Look, I won’t lie — our food system has serious flaws including factory farming, GMOs, climate change, pollution, big ag, SNAP cuts, labor abuse, waste, obesity, hunger and E. coli breakouts — complicated issues with complicated solutions. “We have tended to see these issues as black and white,” says Doug Boucher of the Union of Concerned Scientists. “Often, they get oversimplified and details get lost.” Worse, we can’t count on government to help us fix things.
Since the advent of big ag, “you’ve had problems being able to speak out about food issues,” says Boucher, UCS’ Director of Climate Research and Analysis. “It may have gotten a little tougher in recent years. People are paying more attention to what they eat. The industry feels even more threatened and tends to lash out.”
But every time big ag tries to shut us down — or shut us up — more people join together at the front lines of our food system. We’re not talking pundits or so-called experts, we’re talking about people who dedicate themselves to growing food and feeding people every day. Generation Food aims to tell some of their stories. So do I. “I think it helps to appeal to people through a message that seems a little different, that they can’t immediately dismiss and say, ‘I’ve heard that before,'” says Boucher.
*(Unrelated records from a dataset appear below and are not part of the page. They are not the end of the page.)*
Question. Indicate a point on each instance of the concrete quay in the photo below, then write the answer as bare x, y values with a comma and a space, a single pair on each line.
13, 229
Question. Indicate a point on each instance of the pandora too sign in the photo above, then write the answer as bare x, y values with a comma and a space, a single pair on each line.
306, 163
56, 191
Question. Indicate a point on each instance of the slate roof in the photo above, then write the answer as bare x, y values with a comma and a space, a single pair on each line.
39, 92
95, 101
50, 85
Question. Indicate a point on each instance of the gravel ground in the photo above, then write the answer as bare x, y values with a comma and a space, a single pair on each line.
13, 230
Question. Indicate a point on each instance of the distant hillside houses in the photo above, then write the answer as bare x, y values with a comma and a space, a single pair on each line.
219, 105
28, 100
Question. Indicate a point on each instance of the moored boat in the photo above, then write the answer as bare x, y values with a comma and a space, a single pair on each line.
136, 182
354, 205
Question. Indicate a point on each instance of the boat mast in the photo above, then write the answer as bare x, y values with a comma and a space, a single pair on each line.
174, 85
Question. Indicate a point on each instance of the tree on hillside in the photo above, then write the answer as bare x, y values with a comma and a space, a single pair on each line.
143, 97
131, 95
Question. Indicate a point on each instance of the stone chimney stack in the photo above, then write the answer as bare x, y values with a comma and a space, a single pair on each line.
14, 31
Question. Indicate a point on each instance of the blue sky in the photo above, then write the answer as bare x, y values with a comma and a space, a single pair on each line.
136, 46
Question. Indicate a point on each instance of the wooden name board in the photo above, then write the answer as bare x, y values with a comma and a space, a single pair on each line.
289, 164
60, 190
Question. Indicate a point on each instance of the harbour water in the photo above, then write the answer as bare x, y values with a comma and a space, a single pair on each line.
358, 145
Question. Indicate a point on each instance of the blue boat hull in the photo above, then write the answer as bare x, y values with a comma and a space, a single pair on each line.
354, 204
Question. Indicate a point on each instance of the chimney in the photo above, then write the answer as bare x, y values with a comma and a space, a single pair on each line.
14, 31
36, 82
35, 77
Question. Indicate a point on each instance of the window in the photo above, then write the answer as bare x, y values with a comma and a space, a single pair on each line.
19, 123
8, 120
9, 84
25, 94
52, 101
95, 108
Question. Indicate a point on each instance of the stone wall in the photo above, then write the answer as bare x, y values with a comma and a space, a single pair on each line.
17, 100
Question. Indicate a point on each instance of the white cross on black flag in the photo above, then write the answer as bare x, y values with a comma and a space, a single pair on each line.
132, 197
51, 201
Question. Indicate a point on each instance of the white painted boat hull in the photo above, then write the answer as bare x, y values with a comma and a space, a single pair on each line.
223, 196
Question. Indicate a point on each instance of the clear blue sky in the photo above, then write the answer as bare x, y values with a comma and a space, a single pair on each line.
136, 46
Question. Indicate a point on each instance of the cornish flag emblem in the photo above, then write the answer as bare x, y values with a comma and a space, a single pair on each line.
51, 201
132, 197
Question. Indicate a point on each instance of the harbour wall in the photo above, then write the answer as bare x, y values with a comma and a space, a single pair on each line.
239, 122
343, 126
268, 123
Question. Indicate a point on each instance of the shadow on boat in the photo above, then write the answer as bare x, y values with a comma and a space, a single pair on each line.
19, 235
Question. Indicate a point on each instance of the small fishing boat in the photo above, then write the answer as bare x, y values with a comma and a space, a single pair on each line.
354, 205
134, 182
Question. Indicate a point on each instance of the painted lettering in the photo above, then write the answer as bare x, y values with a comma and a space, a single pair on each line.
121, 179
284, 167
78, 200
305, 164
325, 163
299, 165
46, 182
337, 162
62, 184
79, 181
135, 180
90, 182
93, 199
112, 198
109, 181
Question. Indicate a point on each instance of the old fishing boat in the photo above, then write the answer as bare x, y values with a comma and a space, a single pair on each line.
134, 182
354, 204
It is time to speak out. It is time to listen. It is time to act. Access to fresh, healthy food is a basic human right. It’s going to take basic human action to make it happen, with all of us working, caring, growing food, sharing our stories and sharing the food at our tables.
The stories I’ve been hearing convince me we can fix our food system. We may be separate ingredients, but we can all come together like a spicy, sustaining stew. That’s my story and I’m sticking to it.